WASHINGTON/BEIJING (Reuters) - China has underestimated U.S. President Donald Trump’s resolve to impose more tariffs unless it changes its “predatory” trade practices, a White House trade adviser said on Tuesday, as Trump greatly expanded the amount of Chinese imports possibly facing new duties.

The growing trade conflict hit financial markets hard, with Beijing accusing the United States of “extreme pressure and blackmailing” and vowing to retaliate. With both sides upping the ante, the risks of a damaging trade war grew dramatically.

Trump threatened on Monday to hit $200 billion of Chinese imports with 10 percent tariffs if Beijing retaliated against his previous targeting of $50 billion in imports, aimed at pressuring China to stop stealing U.S. intellectual property.

He also threatened tariffs on another $200 billion of Chinese products should Beijing hit back again, bringing to $450 billion the potential amount of Chinese exports that could be targeted. That sum approaches the roughly $500 billion in total annual Chinese exports to the United States.

White House trade adviser Peter Navarro, who views China as a hostile economic and military power, said Beijing had more to lose from a trade war.

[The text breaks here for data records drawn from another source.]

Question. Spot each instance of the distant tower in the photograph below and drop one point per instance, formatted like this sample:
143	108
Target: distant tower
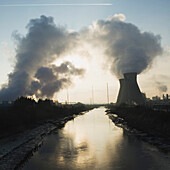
167	96
129	92
107	93
67	97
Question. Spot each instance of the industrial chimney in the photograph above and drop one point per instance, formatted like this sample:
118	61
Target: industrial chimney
129	92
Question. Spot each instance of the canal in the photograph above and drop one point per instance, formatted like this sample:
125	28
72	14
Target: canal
92	141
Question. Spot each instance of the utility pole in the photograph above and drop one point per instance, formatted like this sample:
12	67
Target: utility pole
67	97
107	93
92	96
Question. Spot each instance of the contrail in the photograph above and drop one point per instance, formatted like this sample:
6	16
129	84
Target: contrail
29	5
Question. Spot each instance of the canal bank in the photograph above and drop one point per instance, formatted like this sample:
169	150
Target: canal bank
148	125
93	141
16	149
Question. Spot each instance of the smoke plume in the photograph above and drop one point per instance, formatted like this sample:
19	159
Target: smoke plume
126	47
33	73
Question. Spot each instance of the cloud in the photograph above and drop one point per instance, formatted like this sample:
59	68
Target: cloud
124	45
161	87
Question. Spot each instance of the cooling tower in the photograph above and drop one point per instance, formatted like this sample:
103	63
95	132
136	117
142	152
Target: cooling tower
129	92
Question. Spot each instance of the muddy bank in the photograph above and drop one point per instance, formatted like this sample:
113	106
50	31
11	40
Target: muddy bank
141	127
17	149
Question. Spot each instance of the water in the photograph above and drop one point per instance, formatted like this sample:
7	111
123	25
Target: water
92	141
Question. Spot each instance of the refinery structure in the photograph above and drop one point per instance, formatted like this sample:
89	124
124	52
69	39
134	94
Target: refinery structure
129	92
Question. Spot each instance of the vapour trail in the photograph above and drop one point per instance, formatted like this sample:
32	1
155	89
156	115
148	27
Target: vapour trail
30	5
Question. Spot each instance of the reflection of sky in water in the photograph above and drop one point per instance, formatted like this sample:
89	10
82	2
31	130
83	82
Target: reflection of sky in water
92	141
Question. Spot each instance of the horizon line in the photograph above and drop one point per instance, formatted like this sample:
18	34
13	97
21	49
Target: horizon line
68	4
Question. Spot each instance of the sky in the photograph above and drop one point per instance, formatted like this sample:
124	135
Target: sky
148	15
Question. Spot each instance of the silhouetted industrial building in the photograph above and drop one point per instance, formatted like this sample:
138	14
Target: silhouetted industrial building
129	92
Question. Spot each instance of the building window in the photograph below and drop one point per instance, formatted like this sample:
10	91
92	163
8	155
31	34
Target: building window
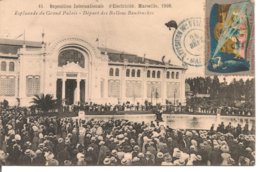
138	73
133	73
177	75
7	86
111	72
153	74
11	66
3	66
32	85
134	89
127	72
168	75
172	75
114	88
117	72
158	74
148	74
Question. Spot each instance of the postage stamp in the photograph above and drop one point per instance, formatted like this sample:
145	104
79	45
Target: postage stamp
230	37
188	43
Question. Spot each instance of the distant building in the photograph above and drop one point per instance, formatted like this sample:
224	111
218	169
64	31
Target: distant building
75	71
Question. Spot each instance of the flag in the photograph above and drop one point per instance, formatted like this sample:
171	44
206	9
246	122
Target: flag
163	57
19	36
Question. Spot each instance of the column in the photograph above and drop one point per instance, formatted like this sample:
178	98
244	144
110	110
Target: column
78	91
86	91
63	88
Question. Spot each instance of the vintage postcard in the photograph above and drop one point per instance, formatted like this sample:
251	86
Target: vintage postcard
127	83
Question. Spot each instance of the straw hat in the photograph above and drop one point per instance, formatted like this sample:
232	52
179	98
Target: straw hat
159	155
107	161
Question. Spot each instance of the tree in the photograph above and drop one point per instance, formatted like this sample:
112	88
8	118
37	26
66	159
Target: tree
44	102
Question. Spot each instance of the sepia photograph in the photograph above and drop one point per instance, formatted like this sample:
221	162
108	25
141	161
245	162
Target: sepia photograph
127	83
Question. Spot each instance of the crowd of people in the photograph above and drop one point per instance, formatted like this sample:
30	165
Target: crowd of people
54	141
94	108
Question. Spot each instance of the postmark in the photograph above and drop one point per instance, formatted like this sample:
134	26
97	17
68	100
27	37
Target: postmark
187	42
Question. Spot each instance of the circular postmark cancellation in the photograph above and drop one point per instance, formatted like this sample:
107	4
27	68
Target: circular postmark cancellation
188	41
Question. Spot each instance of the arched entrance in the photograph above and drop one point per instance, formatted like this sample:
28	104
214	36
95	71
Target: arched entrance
71	84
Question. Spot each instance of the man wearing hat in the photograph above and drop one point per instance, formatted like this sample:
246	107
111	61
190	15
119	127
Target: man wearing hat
103	150
159	159
107	161
26	158
149	159
39	160
63	155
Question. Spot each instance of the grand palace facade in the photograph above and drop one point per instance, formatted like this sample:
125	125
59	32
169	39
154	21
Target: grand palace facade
73	70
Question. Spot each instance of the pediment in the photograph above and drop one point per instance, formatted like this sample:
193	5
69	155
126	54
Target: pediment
73	67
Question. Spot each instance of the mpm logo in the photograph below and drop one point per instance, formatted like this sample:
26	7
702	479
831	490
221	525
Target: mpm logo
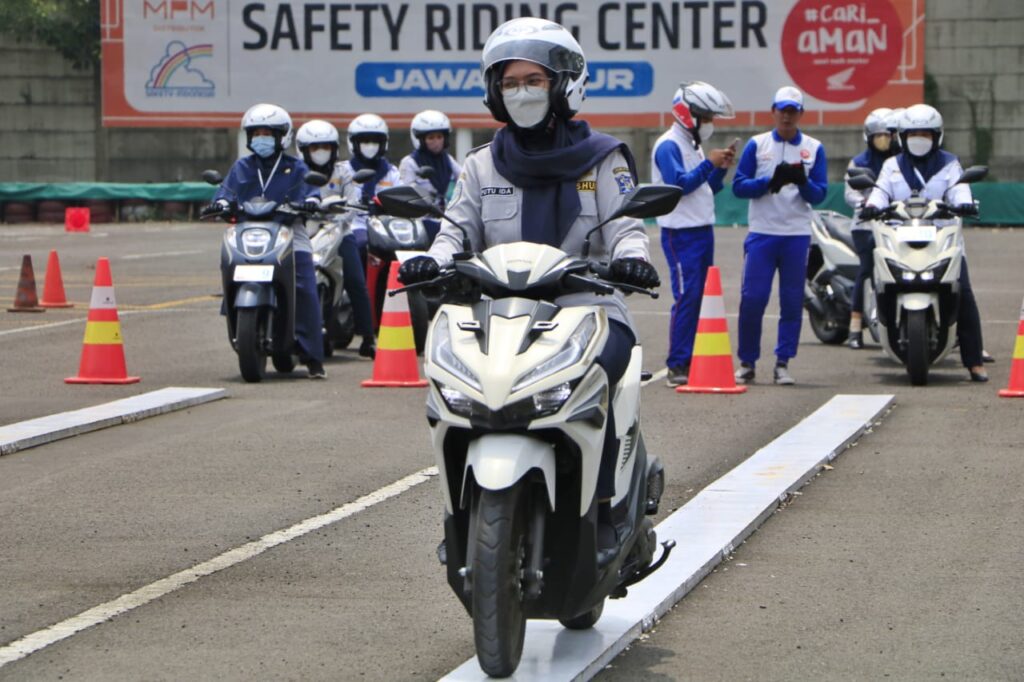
178	9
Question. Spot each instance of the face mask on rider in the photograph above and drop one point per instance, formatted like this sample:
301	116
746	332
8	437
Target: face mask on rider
919	146
263	145
369	150
321	157
526	105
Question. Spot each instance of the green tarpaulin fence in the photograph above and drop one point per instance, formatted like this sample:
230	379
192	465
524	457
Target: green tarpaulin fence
1001	203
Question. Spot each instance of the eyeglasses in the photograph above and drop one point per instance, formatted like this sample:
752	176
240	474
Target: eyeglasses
535	81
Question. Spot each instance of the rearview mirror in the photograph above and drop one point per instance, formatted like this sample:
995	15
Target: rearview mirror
212	177
407	202
315	179
973	174
861	182
649	201
365	175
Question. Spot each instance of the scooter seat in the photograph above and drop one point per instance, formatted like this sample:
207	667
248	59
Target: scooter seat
839	226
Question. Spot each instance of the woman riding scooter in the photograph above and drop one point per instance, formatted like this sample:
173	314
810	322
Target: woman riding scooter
924	167
431	133
270	173
549	179
317	141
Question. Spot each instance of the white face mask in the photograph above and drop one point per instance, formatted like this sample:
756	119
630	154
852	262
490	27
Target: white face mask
919	146
526	107
369	150
321	157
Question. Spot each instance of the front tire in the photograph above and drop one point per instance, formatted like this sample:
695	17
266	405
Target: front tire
827	331
916	347
250	343
500	548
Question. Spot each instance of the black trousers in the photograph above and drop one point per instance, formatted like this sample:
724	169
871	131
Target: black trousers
613	358
969	322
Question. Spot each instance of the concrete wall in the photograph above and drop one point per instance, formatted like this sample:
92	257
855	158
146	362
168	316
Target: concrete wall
974	57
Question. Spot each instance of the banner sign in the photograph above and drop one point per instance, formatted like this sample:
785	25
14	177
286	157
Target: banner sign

China imported $129.89 billion of U.S. goods last year, while the United States purchased $505.47 billion of Chinese products, according to U.S. data.

“The fundamental reality is that talk is cheap,” Navarro told reporters on a conference call, saying China “may have underestimated the strong resolve of President Donald J. Trump.”

“If they thought that they could buy us off cheap with a few extra products sold and allow them to continue to steal our intellectual property and crown jewels, that was a miscalculation,” Navarro said, referring to now-abandoned talks in which Beijing had offered to purchase more U.S. products.

The trade confrontation pits the world’s two largest economies against each other and could disrupt global supply chains for the tech and auto industries, sectors heavily reliant on outsourced components.